Sempre em casa estranha, dormindo em cama-de-vento, comendo em pé ao lado do
fogão. Trabalhadeira,era de confiança e não tinha boca para pedir.Pálida,vivia debaixo de chá
de ervas.Sonhando,rilhava os dentes , com as bichas alvoroçadas.Maria,ai dela,nunca soube o
gosto de uma pera-d’água!O guarda-comida trancado a chave, ela roia com a fome um naco de
rapadura, escondido sob o travesseiro.
Lenço amarrado na bochecha usava cera milagrosa para dor de dente – até que perdia
o dente. Vagarosa por culpa de uma encravada,de lidar na potassa, partiam-se os dedos e
sofria de panarício.Nunca se despedia,era despachada pela patroa,aborrecida de suas aflições
e sua cara de pamonha.
A rolar de uma para outra casa, engordava com os anos, gemia de dor de cadeiras e
enleava-se no serviço. Sua alegria era o lavar o cueiro do bebê.
Ah, mas beijar as criancinhas...
-Está proibida, ouviu Maria?
Criada não conhece o seu lugar, podia ter alguma doença.

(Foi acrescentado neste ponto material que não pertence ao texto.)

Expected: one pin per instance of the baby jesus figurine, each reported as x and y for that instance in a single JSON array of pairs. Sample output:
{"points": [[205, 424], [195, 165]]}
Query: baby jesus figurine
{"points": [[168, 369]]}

Menina séria, não ia ao baile com as outras. No carão anêmico esfregava papel de seda
escarlate molhado na língua e mal surgia á janela,a espiar um soldadinho verde,a patroa
ralhava:
-Maria, já escolheu o arroz?
-Maria, já passou a roupa?
-Já encerou a casa, Ó Maria?
Areada a chapa do fogão, guardava a louça, varrida a cozinha, chegava-se medrosa à
porta. O soldado rondava,parava,batia continência.Tinha pressa,como soldado era de
guerra:queria pegar na mão e cobrir de beijos.
-Deus me livre, podia ter alguma doença!
Maria faz sinal-da-cruz: a boca só o marido é que iria beijar.

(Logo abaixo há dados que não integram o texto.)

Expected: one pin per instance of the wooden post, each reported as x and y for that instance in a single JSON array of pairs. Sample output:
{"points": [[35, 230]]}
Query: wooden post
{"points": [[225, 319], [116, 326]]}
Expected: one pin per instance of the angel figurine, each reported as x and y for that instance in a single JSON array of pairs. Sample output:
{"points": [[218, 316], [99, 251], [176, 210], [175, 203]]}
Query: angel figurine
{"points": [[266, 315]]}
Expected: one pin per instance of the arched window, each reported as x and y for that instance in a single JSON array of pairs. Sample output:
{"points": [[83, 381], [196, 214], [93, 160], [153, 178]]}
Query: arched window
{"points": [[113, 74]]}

Onde estão os praças da cavalaria, o tinir das esporas na calçada?Trinta e um anos de
Maria!Até proibida de passear com a Marta.

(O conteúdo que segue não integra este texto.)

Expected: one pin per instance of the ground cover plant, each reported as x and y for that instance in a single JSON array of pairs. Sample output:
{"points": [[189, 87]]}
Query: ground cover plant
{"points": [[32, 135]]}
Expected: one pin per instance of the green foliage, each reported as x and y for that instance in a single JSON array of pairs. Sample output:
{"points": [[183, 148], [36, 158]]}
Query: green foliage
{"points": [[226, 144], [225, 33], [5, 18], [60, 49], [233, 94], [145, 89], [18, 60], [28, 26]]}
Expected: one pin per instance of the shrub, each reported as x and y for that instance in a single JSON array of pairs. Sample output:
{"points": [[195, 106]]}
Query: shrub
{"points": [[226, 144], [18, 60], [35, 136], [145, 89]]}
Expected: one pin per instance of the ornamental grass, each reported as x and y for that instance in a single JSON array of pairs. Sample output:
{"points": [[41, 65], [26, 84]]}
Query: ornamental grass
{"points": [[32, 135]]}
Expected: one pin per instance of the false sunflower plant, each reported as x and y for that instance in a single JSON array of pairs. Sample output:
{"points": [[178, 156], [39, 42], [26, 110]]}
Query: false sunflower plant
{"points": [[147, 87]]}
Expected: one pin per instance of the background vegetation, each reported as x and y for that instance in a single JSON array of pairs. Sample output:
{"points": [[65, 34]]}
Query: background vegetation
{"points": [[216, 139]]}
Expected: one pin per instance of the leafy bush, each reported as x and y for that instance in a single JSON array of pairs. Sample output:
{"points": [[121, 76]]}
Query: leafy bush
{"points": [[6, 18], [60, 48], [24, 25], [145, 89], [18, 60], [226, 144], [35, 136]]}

-Pois vá chorar no quarto – ordena-lhe a patroa. – Não suporto cena de gentinha!
Essa Maria, um objeto de casa, o capacho na porta, a vassoura no prego.
Maria não vai ao circo, o palhaço é tão gozado.
Maria não vai ao Passeio Público ver o macaquinho comer banana.
Maria não vai ao cineminha na sexta-feira assistir a Vida, Paixão e Morte de Nosso
Senhor Jesus Cristo.
Maria, a filha de Maria, distraída no domingo com Marta, viu o seu coração rolar do
peito e, prato que lhe escapou dos dedos gordurosos (a patroa vai ralhar?), partir-se em sete
pedaços de sangue no chão.
Era um cabo?Maria nunca soube de que arma. Falava lindo e tão difícil,puxando no xis
– visto,mocinha? – que ela, a saltitar ora numa perna ora noutra, esganada roia as unhas.
-Tem gente, cabo. Você me respeite,ó cabo!
Ele a levou ao circo e Maria entrou soberbo como uma patroa entre a gentinha que
fazia cena: no pescoço a velha pele de coelho mordendo a cauda. A charanga,o peludo de cara
pintada,o cabo das grandes botas de general.Um palhaço xinga outro de “Gigolô”!O circo vem
abaixo de tanta gargalhada. Maria sorri,o cabo lhe tira sangue do peito.
-Você me deixa louco, Maria.
Sob o espanto do baleiro anunciando “Oi à bala oi...”, ela beijou a mão do cabo.
Em nove meses Maria, filha de Maria, vai ser mãe de Maria.